La renuncia de Benedicto XVI a su
cargo como jefe máximo de la Iglesia Católica el pasado 11 de febrero fue sin
duda sorprendente, más no inesperada. Me explico: sorprendente porque Joseph
Ratzinger había sido definido inicialmente como un papa de transición y, en
cambio, durante su gobierno tomó ciertas decisiones importantes que su
antecesor evitó, entre ellas la de renunciar. Pese a su evidente mal estado de
salud y carencia de fuerzas para continuar, Karol Wojtyla se mantuvo en el
cargo hasta el final de su vida. Paradójicamente fue él quien aprobó y firmó,
hace treinta años, el decreto que permite la abdicación al trono de san Pedro.

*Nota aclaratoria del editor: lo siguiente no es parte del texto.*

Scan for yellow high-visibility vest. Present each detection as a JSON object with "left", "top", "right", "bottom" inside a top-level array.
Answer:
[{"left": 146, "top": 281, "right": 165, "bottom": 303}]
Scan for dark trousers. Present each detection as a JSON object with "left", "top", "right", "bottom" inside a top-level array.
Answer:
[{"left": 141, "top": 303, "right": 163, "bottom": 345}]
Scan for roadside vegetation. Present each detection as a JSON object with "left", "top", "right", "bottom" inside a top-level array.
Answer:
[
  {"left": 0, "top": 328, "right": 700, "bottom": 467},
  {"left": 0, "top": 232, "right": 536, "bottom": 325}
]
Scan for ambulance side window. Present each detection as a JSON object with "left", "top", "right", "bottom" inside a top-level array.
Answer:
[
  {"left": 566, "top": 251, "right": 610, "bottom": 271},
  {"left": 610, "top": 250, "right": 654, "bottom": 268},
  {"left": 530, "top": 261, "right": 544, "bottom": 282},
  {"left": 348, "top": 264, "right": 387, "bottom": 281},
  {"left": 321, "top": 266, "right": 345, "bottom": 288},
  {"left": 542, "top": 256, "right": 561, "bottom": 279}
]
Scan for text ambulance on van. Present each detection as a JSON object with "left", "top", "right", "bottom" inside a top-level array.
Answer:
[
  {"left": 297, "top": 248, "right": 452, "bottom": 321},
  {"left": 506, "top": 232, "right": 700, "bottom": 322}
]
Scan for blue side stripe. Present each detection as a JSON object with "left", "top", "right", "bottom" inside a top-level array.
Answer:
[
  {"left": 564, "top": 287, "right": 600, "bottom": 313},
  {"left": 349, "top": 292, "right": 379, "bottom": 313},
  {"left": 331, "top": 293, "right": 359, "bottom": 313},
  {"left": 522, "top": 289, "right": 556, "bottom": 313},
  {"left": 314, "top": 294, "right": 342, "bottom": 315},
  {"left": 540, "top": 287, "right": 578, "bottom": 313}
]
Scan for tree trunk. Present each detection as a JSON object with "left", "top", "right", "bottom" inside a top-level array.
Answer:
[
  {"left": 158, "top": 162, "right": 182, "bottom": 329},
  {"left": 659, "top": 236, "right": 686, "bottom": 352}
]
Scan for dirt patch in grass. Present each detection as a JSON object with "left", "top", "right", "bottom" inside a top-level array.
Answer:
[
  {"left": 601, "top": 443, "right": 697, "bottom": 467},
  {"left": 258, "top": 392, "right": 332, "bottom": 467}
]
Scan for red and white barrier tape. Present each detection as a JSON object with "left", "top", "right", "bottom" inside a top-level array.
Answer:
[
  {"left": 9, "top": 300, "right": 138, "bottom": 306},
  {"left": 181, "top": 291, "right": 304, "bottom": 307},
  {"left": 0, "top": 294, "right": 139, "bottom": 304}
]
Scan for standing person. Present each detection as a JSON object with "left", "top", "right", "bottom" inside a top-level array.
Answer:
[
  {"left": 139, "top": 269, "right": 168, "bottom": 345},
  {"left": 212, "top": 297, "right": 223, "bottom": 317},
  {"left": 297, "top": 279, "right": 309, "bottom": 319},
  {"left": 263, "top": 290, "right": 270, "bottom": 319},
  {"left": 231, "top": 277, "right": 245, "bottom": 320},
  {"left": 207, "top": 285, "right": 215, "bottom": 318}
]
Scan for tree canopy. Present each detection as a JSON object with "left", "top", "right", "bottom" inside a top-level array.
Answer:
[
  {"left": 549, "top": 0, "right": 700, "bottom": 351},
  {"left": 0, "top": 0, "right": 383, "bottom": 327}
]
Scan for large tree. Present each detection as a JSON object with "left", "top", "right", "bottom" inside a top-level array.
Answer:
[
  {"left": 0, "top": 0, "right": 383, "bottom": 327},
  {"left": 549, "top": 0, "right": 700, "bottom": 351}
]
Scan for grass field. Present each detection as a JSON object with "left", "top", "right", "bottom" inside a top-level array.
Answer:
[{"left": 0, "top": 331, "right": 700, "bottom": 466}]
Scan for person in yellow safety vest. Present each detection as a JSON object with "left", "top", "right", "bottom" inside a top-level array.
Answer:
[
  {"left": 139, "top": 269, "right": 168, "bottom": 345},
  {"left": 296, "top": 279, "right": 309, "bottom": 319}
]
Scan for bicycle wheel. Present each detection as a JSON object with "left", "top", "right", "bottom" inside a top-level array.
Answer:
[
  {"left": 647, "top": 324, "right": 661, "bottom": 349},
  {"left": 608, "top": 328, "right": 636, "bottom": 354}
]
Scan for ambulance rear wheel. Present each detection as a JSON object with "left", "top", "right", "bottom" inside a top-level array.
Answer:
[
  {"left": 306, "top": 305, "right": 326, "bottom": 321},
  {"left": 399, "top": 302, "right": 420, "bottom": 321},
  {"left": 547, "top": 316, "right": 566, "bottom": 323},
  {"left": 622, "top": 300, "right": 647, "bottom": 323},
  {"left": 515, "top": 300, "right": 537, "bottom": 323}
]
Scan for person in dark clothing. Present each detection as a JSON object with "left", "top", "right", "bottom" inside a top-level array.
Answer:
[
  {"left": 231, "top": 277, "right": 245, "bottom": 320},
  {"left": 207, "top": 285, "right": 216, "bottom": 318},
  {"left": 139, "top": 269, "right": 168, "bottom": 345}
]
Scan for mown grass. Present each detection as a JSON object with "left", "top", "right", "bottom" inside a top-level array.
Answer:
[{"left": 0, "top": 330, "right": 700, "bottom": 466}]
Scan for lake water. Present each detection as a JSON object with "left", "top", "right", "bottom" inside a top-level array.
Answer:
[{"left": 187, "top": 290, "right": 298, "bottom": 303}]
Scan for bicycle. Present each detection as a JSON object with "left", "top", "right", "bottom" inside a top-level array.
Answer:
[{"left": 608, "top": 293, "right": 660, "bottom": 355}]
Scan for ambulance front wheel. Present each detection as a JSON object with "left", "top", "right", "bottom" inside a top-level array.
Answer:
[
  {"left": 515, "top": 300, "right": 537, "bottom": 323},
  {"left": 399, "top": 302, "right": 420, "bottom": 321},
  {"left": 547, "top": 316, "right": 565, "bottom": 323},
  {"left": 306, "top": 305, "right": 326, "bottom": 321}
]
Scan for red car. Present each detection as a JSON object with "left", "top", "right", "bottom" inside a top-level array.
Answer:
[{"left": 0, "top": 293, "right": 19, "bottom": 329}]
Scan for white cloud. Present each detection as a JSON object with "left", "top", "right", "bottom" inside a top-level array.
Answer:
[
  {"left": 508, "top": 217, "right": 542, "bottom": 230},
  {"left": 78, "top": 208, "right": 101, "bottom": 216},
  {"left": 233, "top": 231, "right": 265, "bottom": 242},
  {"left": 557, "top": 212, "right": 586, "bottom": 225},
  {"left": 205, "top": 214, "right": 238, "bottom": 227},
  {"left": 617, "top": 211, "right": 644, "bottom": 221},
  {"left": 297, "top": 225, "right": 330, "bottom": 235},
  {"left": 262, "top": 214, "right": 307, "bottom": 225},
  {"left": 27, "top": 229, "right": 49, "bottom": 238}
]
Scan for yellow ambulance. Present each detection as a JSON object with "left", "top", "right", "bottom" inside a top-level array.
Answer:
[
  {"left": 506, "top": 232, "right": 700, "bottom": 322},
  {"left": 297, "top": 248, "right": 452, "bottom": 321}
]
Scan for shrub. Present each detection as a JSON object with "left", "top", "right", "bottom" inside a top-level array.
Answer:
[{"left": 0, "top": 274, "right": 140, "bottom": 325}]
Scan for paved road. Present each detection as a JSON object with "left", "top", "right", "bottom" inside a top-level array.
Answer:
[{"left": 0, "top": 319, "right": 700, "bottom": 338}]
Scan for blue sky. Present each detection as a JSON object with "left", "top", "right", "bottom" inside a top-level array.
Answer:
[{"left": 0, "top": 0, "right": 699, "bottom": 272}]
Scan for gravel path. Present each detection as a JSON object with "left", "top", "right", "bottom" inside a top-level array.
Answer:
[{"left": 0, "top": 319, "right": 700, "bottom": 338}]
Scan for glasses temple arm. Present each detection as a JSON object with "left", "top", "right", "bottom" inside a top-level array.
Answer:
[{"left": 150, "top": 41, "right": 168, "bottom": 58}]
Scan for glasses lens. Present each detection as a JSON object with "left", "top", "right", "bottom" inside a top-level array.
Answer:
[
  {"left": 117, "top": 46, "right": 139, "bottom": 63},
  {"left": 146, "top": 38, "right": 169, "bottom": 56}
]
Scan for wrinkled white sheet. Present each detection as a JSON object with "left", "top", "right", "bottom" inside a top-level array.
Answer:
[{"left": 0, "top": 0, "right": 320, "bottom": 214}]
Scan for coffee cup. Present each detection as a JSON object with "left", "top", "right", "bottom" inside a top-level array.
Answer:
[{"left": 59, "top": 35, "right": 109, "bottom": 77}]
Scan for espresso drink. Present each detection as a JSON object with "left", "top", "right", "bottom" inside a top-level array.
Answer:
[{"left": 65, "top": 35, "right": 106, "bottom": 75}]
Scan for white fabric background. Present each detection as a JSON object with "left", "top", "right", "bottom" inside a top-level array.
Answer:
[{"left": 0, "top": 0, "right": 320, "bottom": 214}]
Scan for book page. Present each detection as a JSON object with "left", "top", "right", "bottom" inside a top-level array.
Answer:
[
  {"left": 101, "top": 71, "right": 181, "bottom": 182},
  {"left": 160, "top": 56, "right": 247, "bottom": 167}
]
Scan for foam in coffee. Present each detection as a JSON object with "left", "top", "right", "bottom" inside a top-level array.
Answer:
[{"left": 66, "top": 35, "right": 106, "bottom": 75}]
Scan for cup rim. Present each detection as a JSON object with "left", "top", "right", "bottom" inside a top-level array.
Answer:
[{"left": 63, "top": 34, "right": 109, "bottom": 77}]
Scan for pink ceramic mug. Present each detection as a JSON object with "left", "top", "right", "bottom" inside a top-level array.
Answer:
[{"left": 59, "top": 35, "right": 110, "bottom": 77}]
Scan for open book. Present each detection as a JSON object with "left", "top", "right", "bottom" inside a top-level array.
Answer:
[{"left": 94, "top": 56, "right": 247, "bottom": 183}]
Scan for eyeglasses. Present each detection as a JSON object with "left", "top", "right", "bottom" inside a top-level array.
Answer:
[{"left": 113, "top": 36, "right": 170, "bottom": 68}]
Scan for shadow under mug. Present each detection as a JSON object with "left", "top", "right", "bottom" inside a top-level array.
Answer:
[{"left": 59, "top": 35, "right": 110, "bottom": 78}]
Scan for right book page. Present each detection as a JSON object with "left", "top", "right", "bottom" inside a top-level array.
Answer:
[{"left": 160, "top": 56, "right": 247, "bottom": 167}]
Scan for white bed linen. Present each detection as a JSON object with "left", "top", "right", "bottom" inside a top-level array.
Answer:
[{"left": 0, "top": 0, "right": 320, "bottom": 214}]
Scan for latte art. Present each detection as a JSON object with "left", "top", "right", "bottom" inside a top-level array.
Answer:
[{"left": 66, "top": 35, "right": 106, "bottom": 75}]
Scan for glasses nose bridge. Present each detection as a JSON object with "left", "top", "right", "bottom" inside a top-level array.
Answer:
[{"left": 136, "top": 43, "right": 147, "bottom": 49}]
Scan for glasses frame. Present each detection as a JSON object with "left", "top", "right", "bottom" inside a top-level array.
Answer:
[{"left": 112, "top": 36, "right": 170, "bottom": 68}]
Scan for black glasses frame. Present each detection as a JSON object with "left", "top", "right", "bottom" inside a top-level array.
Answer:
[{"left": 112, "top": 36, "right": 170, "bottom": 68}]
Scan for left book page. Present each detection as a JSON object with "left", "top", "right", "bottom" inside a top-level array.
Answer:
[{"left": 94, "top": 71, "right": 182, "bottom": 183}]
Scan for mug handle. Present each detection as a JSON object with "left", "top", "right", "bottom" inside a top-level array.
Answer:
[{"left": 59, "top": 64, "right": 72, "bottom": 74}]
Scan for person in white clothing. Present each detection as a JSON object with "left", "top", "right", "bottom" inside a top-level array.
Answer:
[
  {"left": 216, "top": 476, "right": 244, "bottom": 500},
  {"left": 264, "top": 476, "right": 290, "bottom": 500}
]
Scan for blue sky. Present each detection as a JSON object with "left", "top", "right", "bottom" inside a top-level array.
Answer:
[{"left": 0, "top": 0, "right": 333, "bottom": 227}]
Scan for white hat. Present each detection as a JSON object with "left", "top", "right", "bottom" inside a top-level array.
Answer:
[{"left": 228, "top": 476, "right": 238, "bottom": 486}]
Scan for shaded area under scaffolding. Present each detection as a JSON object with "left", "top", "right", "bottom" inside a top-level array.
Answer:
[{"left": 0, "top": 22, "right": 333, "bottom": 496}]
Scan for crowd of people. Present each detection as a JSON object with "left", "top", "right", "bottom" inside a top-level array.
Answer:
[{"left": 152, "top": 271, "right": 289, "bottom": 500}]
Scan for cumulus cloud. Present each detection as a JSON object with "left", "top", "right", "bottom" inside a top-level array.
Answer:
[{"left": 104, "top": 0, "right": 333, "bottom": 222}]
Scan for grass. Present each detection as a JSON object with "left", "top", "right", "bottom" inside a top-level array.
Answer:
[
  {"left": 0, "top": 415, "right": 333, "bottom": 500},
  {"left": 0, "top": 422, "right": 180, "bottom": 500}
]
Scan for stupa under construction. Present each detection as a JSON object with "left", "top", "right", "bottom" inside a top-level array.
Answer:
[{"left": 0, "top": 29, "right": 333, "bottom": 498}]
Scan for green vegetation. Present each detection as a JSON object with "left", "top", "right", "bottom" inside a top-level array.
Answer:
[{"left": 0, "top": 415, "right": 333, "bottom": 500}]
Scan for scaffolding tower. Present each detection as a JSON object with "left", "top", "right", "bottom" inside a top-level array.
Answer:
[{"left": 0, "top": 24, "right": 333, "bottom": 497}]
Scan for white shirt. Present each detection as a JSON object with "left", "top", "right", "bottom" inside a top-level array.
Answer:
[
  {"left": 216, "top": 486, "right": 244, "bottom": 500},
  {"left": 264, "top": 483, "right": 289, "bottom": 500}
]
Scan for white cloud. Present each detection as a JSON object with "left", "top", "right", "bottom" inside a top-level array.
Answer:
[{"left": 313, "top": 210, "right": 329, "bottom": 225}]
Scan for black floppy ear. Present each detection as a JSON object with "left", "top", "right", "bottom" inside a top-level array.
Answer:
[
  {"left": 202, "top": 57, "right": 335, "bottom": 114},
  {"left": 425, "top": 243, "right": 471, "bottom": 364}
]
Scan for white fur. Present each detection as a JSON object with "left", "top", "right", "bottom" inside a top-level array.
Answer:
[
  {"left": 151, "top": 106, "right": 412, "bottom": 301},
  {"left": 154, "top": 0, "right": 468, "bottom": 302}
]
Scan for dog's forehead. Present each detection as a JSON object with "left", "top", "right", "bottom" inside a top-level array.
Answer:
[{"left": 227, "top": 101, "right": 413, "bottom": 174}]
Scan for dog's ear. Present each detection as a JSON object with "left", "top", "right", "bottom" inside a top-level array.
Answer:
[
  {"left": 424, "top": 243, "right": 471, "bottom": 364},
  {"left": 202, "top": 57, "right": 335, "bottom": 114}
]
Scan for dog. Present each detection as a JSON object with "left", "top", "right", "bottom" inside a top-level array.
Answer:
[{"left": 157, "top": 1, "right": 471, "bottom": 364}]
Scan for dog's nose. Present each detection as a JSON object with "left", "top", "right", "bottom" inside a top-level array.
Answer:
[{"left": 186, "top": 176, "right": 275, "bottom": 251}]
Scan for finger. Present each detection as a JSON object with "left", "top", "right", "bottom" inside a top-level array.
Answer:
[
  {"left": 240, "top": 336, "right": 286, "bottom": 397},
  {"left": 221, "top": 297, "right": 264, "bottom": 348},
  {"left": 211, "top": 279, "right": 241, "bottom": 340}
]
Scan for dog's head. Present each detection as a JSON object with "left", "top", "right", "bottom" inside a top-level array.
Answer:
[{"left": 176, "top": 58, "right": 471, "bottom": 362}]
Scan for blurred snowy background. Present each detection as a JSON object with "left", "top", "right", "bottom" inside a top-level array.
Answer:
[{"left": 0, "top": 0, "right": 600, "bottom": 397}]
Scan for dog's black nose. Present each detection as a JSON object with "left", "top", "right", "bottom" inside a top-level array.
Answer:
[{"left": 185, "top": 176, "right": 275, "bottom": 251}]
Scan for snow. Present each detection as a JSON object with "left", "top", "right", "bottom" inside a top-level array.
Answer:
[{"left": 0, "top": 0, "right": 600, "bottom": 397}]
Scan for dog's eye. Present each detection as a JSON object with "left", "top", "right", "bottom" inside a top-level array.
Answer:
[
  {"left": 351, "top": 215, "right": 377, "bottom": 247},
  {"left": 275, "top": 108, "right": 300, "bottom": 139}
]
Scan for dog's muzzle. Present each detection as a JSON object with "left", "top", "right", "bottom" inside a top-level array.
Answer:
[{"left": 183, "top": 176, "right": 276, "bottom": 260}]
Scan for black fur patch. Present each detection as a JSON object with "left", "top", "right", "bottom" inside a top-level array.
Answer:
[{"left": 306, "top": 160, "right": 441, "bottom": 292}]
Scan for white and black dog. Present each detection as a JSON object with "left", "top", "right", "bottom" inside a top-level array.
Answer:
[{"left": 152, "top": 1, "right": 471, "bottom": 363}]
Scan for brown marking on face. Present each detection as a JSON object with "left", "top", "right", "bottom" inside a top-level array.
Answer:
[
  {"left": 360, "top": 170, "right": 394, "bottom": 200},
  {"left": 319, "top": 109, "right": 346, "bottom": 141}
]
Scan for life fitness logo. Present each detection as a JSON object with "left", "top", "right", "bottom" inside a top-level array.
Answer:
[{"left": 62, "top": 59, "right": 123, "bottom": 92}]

El lenguaje aquí no engaña: se habla de abdicación y trono; el Vaticano sería
la última monarquía absoluta sobre la tierra. Ninguna de las decisiones de
Ratzinger a las que me refiero -como las relacionadas con los abundantes casos
de abuso sexual de cientos de sus súbditos o sus tentativas de saneamiento del
Banco Vaticano- y que buscaban cierto grado de transparencia de la institución
por él dirigida, ha podido sacarla de su aletargamiento. Precisamente, decía
que no es inesperada esta abdicación porque ya no debería ser un secreto para
nadie la patética crisis que sacude a la Iglesia Católica en todos los órdenes:
el ético, el doctrinario, el político, el económico…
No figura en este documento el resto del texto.